Future-proofing insurtech is crucial, says Ruth Fisk, global director for Insurance at Hyland
Digital innovation is reshaping not just the insurance landscape, but all the industries and customer groups it serves.
Against this backdrop of transformational change and increasingly complex regulation, it’s more important than ever to connect and future-proof the insurtech ecosystem.
With the pace of change in technology and consumer expectations accelerating, the ability to implement rapid updates and incorporate radically different formats will be essential in order to stay relevant in any industry.
For insurers, there will be the additional requirement of connecting beyond the immediate customer and supply chain networks: smart homes, driverless cars, automated farming and intelligent healthcare are all on the horizon, and their impact on insurance will be considerable.
To exploit these emerging markets, management information hubs and inter-operability, which allows consumer technologies to be seamlessly linked to an insurer’s legacy and back-office systems, will be crucial.

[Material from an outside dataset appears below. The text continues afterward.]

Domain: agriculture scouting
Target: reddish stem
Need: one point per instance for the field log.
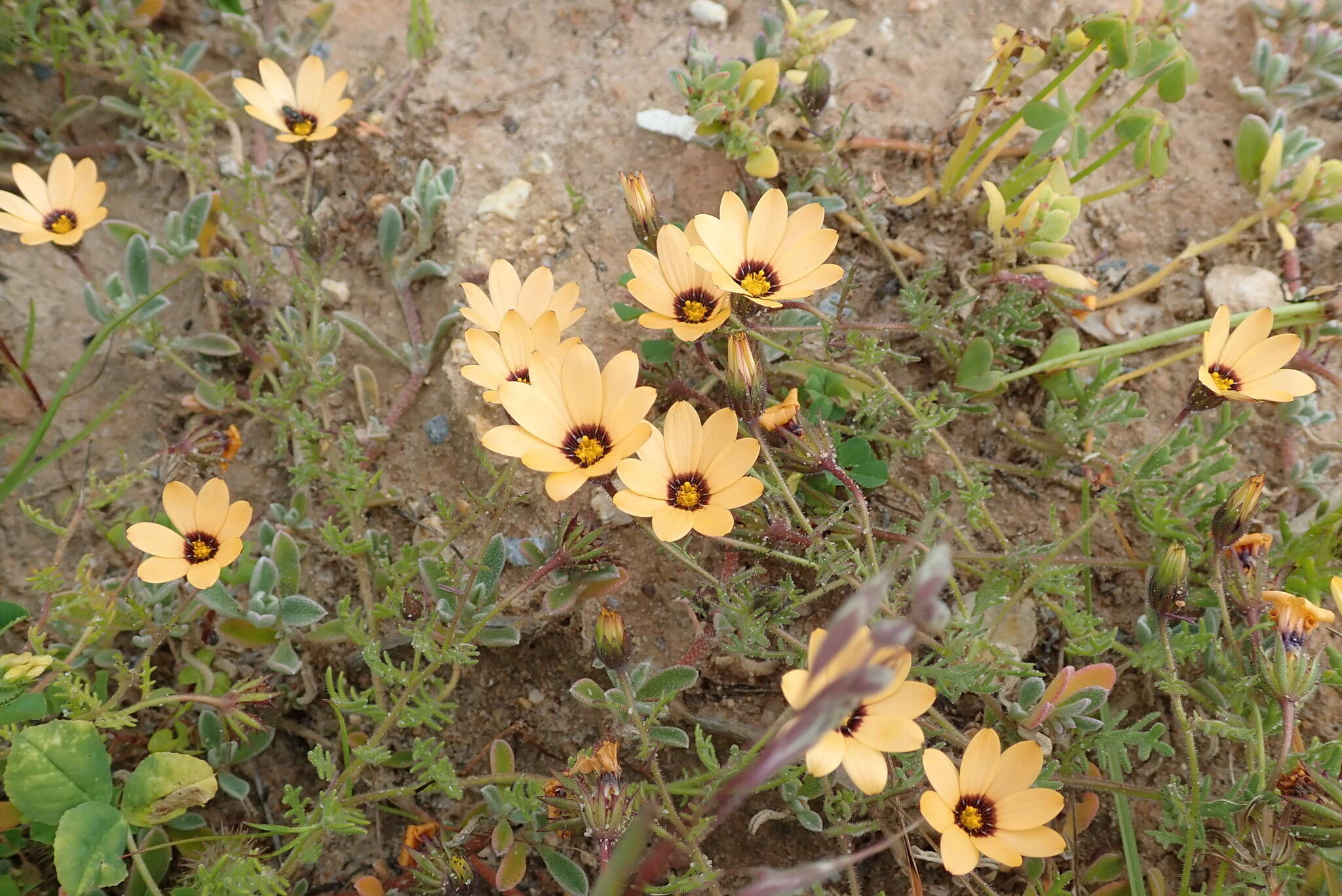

As leading companies in these sectors build their own inter-operable intelligent platforms, the data being accumulated in these new digital ecosystems is becoming ever more precise and useful for insurers looking to enhance their customer offering.
If the partner networks of insurance companies have so far have been well-defined and understood, firms will increasingly need the ability to connect to a whole new set of digital ecosystems being created outside of the sector.
It’s important for investment in specific technologies to go hand-in-hand with moves to connect and future proof the wider insurtech ecosystem.
Enterprise information platforms, which have emerged as the preferred option to link these disparate systems, because of the flexibility they provide in accommodating different formats, must remain at the heart of the process, with secure central hubs allowing access to all the company’s interconnected data systems.
Such data-rich central hubs will be the key tool in the automation of customer-centric and operational processes as a response to rising costs, and are set to provide unprecedented levels of connectivity, management control and oversight.
But most importantly, they will allow insurers to respond and adapt to innovations and challenges both from insurtech rivals and changing technologies.